Seventy-seven percent of finance leaders do not have the time or resources to find suitable software, even though 85% agree they must continue to invest in their accounting systems.
“Strong accounting systems are the backbone of any successful organisation,” said Marc Pettican, CEO of Barclaycard commercial payments, “so it’s important that businesses invest in the solution that’s right for them. Our research shows that many businesses face frustrations with their current software and are looking for simpler, more automated, and more integrated solutions.”
The research, carried out in February 2019 among 500 senior finance decision makers in companies with turnover of £6.5 million or more, further reveals 48% feel their current systems are not digitised enough and 40% believe it is too labour intensive.
Digitise or die
HMRC’s Making Tax Digital (MTD) has thrust finance departments into digitised work processes, and some 50% of businesses are struggling to keep up, according to Tax Systems findings.

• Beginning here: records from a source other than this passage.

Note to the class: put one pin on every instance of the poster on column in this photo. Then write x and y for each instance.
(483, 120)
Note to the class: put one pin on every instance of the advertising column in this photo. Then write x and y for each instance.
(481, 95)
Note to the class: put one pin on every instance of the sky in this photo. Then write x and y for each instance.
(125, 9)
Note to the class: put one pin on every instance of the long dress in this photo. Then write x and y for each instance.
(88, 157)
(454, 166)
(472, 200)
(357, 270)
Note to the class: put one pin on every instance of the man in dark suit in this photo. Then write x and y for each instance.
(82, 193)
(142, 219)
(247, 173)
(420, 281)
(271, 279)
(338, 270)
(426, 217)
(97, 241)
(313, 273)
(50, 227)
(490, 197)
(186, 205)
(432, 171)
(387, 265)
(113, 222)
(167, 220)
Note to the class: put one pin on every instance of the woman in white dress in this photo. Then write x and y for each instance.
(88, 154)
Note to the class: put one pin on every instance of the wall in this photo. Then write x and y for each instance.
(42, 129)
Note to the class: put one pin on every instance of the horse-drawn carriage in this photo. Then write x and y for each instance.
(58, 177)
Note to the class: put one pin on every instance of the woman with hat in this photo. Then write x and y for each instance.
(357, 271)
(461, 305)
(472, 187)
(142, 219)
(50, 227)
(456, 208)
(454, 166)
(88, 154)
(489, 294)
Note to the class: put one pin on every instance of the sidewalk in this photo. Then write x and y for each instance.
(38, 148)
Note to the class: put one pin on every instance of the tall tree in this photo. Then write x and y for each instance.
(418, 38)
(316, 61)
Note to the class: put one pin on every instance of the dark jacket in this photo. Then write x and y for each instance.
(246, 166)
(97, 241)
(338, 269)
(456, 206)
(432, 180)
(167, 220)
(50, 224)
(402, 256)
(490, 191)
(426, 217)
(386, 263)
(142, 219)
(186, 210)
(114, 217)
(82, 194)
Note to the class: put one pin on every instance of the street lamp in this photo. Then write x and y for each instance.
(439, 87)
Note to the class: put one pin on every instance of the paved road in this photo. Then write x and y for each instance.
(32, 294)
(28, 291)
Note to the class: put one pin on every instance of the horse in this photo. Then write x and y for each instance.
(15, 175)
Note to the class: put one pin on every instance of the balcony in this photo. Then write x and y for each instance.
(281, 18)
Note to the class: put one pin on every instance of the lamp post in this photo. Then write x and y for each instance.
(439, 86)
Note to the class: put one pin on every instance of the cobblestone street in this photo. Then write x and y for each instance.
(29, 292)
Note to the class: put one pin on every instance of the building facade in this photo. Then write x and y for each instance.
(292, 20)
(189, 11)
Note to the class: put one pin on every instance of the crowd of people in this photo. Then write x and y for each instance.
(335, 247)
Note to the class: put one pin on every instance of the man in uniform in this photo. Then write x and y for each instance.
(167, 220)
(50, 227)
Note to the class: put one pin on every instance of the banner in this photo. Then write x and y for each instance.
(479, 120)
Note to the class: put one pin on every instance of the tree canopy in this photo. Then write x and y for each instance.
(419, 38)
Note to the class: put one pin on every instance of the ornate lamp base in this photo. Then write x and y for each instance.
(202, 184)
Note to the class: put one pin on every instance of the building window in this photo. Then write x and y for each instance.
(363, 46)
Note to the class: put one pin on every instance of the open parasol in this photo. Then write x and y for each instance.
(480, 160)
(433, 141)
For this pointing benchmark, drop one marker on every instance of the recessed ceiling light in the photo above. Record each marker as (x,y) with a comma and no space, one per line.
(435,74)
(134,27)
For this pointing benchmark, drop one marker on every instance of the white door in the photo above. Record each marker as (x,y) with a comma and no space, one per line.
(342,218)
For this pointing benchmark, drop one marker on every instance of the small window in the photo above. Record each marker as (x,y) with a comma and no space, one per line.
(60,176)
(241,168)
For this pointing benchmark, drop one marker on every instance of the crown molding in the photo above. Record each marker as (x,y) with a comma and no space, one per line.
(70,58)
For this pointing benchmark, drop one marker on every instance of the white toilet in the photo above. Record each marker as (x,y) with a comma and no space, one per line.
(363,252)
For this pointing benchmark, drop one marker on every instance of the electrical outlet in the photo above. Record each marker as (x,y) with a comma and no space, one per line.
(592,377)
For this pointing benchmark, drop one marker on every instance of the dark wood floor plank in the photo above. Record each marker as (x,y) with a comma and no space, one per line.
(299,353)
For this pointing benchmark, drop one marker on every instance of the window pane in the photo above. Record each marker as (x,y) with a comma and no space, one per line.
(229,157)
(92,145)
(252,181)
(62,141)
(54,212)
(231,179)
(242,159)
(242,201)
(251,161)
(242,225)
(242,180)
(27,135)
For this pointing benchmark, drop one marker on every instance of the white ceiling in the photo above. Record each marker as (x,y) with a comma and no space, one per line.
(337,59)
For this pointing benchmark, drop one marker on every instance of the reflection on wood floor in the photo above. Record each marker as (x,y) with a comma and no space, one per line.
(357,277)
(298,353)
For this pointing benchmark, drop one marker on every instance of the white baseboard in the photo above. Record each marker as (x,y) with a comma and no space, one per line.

And according to the Barclaycard research, CFOs (73%) want simplicity rather than advanced functionality from their accounting software and 77% would prefer to delay technology purchases rather than deploying the wrong quick fix.
Citing Barclaycard’s recent partnerships to build out the accounting technology ecosystem, Pettican said: “When looking at more integrated alternatives, having the ability to integrate your finance system directly into your procurement platform can help streamline the wider procurement experience, offering a far less labour-intensive approach to payment reconciliation.”